Wednesday, July 23, 2014

amory

A dear young friend is bidding adieu to a massively beloved member of her family this morning.  My thoughts & hearts are with them.  Milhouse has four legs & fur, but that pup is as much a part of the family as my friend & her husband.  Her boys have never known life without their furry brother.  

Their preparation for the parting - looking at pictures, showering him with all the love they've felt & will feel, giving him a saucer of beer - has me remembering Amory, the best cat in the universe.  

We only had Amory for a year, but it was a year touched with magic & a deeper sense of all that animals bring to our lives.

Amory was our second cat.  Chessie took a LONG time to adjust to life with us.  We expected the same from Amory. 

Neither John nor I had any intention of getting another cat, but the same friend who connected us with Chessie called up one bitterly cold January evening to say that they had a rescue cat from Doylestown in need of a home & could we take him, if only until they could find a permanent place.  I'd just read The Christmas Cat, so was in just the right spot for saying yes, yes to everything.  Yes to welcoming this unknown, from her description half-starved cat into our home, family, hearts.  

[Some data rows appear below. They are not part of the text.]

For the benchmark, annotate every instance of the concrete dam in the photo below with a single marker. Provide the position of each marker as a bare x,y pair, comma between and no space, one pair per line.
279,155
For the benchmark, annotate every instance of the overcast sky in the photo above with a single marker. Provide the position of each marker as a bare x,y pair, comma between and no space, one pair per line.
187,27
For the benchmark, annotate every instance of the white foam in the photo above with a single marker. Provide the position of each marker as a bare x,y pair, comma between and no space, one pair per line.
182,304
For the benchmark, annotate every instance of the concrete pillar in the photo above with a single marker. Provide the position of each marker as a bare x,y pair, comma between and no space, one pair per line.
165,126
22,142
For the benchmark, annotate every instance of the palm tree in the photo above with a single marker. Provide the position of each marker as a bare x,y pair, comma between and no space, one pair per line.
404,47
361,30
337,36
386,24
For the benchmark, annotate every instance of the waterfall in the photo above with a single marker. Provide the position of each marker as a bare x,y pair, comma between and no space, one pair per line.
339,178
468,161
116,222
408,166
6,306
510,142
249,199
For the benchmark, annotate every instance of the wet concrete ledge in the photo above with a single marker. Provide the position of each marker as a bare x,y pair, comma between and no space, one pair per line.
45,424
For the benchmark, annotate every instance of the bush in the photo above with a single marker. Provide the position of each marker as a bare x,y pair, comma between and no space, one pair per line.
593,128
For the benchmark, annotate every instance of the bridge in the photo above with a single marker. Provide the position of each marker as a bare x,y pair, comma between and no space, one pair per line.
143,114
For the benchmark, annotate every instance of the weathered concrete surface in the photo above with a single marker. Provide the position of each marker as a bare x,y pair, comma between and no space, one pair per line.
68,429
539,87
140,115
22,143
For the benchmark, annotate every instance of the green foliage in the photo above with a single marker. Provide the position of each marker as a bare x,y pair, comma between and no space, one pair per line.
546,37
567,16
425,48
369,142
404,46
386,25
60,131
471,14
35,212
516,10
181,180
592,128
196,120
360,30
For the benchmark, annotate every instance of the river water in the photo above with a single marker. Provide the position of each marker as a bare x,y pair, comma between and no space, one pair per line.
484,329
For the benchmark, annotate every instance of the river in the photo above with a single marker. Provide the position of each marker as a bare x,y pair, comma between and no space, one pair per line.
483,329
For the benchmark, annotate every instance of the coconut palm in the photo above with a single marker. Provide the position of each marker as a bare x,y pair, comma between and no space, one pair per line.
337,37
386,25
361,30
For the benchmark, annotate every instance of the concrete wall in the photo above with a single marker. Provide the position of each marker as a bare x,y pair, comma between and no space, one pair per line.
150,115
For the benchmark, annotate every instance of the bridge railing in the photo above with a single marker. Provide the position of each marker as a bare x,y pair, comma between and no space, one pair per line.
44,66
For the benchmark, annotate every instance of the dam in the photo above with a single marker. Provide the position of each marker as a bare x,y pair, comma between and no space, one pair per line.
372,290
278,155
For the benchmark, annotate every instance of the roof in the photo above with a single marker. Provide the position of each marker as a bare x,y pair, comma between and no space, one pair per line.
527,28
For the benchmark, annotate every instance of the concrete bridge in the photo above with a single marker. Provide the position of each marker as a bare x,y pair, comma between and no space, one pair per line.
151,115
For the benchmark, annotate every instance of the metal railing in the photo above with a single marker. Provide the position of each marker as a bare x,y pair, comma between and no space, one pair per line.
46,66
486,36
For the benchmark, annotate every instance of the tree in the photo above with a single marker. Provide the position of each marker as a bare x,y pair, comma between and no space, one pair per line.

When Leslie walked in the front door with this little, scrawny black cat, I thought, "This is going to take a while.  He's had such a hard go, he's going to be even more distrustful than Chessie."  HA!

John & I were surprised when Leslie put him down on the living room floor.  We'd prepared the front room as his "introduction" chamber.  No need.  That cat took one look around, looked up at us, and seemed to say, "How lovely - the Plaza!"  and made himself immediately at home.

Amory was a black short-hair of undetermined age, but everyone in the know agreed he was an older cat.  He was small & thin as a rail & the most social creature I ever encountered, man or beast.  With Chessie, he showed restraint & diplomacy, letting her make the overtures to something more than abject worship of her self.  The two of them would become the best of friends, happiest by the other's side.  

When guests arrived - back then, we had a lot of them & a lot of parties, which Amory loved - he'd greet them  Peter, with whom he had an especially close relationship, said that he felt Amory always greeted him with, "So happy to see you!  Can I get you something to eat, maybe a tweek of catnip?"   It brings happy tears to my eyes remembering Sunday nights, when Peter would stop by late in the evening to read the Inquirer - my brother on the couch near the lamp, reading the paper with a cat, all contentment, on either side.  When Peter stopped coming, Amory seemed quite heartbroken, like he'd lost a close friend & didn't know why.

Amory & Chessie shared the rare accomplishment of being published authors!  Not just published, but part of an anthology that gets five stars from both Amazon and Barnes & Noble!!  My heart is tender in telling you that their letter to Smarty Jones congratulating the local horse on winning the first two legs of the Triple Crown was NOT with the rest of the featured letters from humans & animals.  There was no description of their "owners" or describing them as "pets."  Instead, the letter is tucked in the very back, looking just as they wrote it, with the two of them given full credit, as deserved.  How many cats do YOU know who can add a publishing credit to their cv?

It broke our hearts to say our adieus so soon.  We took tender care with our boy's small, sweet body.  John dug a hole at Amory's favorite spot, under the rhododendron.  I layered it with fern, the rose petals.  With Chessie close by, we lowered him down, then laid another layer of rose petals over him, completely covering every bit of our sweet boy.

Writing this, tears are streaming down my face.  To this day - ten years later - either John or I will say to the other, "I miss Amory."  He is forever in our hearts, as Milhouse will forever be in the hearts of the Browns.